The pricing is ridiculously cheap, the selection is good. They have fewer total tracks than the iTunes Music Store, but they have some artists (Radiohead, The Beatles, Metallica, to name three) that iTMS doesn't have, and when they have an album, they have the whole album. Too many times I wanted to buy something from iTMS to find out that they only have maybe 8 out of 10 tracks available.
Of course, there's always the worry about legality. I did some checking before I starting using the service. This page seems to sum up the situation fairly well. Summation -- I expect that the RIAA and others are going to try to divert our attention away from the site, at least until they have a solution. I Am Not A Lawyer, but it sounds to me that at this point in time, it's okay. In the future, if they make the correct modifications to the law, this situation may change.

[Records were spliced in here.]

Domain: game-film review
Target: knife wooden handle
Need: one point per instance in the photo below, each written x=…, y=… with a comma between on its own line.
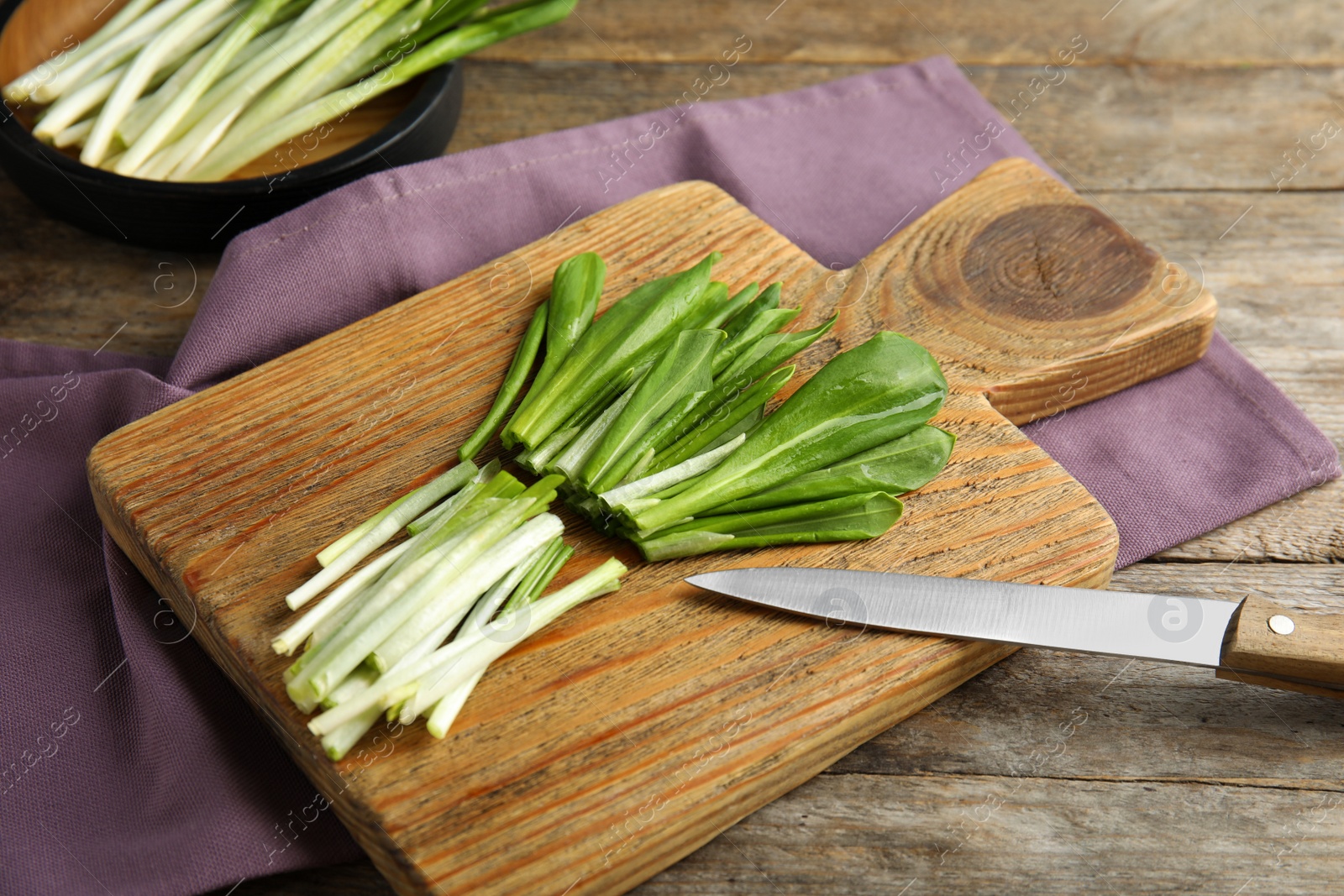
x=1281, y=641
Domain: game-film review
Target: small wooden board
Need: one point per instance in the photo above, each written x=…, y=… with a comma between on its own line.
x=643, y=725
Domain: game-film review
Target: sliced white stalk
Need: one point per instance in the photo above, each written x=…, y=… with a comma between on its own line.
x=22, y=87
x=73, y=134
x=76, y=103
x=398, y=600
x=144, y=66
x=292, y=90
x=381, y=533
x=356, y=683
x=338, y=547
x=333, y=624
x=441, y=512
x=369, y=53
x=475, y=651
x=148, y=107
x=183, y=154
x=448, y=694
x=479, y=618
x=239, y=90
x=339, y=741
x=289, y=640
x=433, y=622
x=257, y=16
x=113, y=50
x=573, y=458
x=553, y=445
x=617, y=497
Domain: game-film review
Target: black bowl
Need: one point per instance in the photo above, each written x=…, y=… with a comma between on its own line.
x=190, y=217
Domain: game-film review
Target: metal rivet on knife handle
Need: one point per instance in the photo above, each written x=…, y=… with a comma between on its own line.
x=1256, y=642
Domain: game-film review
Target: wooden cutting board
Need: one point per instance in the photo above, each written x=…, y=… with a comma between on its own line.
x=643, y=725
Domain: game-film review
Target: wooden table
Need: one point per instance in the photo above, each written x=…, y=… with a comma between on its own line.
x=1052, y=773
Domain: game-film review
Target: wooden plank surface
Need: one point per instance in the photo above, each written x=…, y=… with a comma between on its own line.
x=1276, y=273
x=573, y=727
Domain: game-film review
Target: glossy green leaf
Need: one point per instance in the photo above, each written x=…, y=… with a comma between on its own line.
x=517, y=371
x=612, y=345
x=895, y=468
x=862, y=398
x=682, y=371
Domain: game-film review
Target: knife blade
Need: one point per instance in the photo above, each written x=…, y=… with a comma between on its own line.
x=1294, y=647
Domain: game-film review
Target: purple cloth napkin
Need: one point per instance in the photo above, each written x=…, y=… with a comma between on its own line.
x=134, y=768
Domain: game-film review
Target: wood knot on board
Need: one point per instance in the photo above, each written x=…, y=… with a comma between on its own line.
x=1055, y=264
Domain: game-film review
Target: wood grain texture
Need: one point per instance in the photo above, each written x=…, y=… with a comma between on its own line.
x=1312, y=649
x=1184, y=34
x=625, y=707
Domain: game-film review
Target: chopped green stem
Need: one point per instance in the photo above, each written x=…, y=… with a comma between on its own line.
x=452, y=506
x=847, y=519
x=685, y=369
x=723, y=418
x=763, y=324
x=577, y=453
x=727, y=311
x=620, y=497
x=541, y=575
x=895, y=468
x=617, y=342
x=514, y=379
x=768, y=300
x=575, y=291
x=862, y=398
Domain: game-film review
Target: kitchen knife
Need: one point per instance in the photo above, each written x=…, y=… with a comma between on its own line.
x=1253, y=641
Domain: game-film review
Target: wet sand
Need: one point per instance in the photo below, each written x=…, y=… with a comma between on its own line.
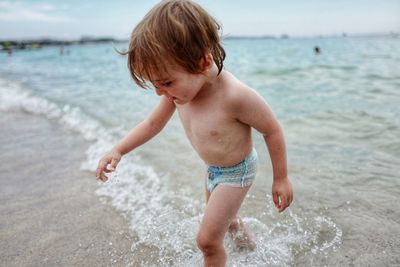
x=49, y=213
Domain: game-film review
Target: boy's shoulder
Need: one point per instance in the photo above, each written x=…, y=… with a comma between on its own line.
x=236, y=92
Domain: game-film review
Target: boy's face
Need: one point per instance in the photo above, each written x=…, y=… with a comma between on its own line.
x=179, y=85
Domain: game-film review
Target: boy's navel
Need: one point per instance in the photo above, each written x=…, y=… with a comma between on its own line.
x=213, y=133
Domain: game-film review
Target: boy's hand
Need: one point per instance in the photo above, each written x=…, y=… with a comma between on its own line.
x=108, y=164
x=282, y=193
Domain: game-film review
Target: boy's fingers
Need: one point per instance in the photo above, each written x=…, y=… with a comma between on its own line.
x=275, y=198
x=283, y=205
x=114, y=163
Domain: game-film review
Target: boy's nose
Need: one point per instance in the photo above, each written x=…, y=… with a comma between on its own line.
x=159, y=92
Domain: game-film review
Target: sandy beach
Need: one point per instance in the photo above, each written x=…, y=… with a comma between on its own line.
x=49, y=213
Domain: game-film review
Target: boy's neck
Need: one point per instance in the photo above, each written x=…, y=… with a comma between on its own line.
x=212, y=81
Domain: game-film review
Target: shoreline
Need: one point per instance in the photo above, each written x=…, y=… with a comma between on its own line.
x=50, y=214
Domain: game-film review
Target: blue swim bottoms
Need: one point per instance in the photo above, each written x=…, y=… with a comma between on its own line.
x=239, y=175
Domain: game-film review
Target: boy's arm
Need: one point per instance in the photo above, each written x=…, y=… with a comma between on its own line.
x=148, y=128
x=250, y=108
x=139, y=135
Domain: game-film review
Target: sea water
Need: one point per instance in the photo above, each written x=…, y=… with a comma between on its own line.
x=340, y=111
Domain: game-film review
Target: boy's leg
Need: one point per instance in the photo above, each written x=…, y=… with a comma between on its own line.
x=241, y=237
x=222, y=207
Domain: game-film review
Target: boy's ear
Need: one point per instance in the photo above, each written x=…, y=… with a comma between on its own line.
x=206, y=62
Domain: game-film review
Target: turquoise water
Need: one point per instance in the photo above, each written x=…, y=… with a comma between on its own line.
x=340, y=111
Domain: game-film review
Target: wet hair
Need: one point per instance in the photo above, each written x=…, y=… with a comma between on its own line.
x=174, y=32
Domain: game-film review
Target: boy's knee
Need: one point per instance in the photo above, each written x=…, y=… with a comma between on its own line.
x=207, y=243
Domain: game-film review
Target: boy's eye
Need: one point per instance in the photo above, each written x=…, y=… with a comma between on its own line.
x=166, y=84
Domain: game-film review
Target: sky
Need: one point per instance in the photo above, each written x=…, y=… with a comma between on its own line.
x=72, y=19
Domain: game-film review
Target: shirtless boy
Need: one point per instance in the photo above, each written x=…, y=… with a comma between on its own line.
x=177, y=49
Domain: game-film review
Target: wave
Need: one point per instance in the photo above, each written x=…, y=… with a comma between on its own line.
x=165, y=220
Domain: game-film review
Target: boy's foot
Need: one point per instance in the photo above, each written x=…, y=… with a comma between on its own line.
x=242, y=239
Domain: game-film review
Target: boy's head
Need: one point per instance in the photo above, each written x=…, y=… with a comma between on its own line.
x=174, y=33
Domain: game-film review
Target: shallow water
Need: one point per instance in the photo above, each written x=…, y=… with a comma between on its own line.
x=340, y=113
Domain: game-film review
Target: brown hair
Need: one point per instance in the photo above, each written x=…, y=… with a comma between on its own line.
x=173, y=32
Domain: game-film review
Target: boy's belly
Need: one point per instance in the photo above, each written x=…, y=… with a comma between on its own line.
x=221, y=147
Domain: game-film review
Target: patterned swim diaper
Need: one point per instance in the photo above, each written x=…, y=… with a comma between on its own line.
x=239, y=175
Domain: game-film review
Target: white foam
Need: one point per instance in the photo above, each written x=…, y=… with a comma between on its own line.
x=166, y=219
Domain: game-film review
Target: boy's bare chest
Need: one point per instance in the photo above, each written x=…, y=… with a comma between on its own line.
x=205, y=124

I've been using the service to fill out my collection with albums that I had on vinyl and never bought on CD, or to pick up hard-to-find albums that I've been searching for. I haven't been buying much that I don't already know, so I haven't been exploring much. But hearing some albums again after 20 years has been quite enjoyable. More often than not, I'll find that the music is still enjoyable, but the lyrics are execrable. On the other hand, sometimes I find out that I had better taste than I thought I did in High School. Well, everybody gets lucky sometimes.
Side note -- I was into metal in High School and early College. I
stopped looking into it right when underground metal (black metal, death
metal, speed metal, whatever you want to call it) starting growing. I
didn't stop listening to it because of that, I just moved on to other
things. But listening to the new Probot album gave me some appreciation
for that style of music. The Probot album rocks.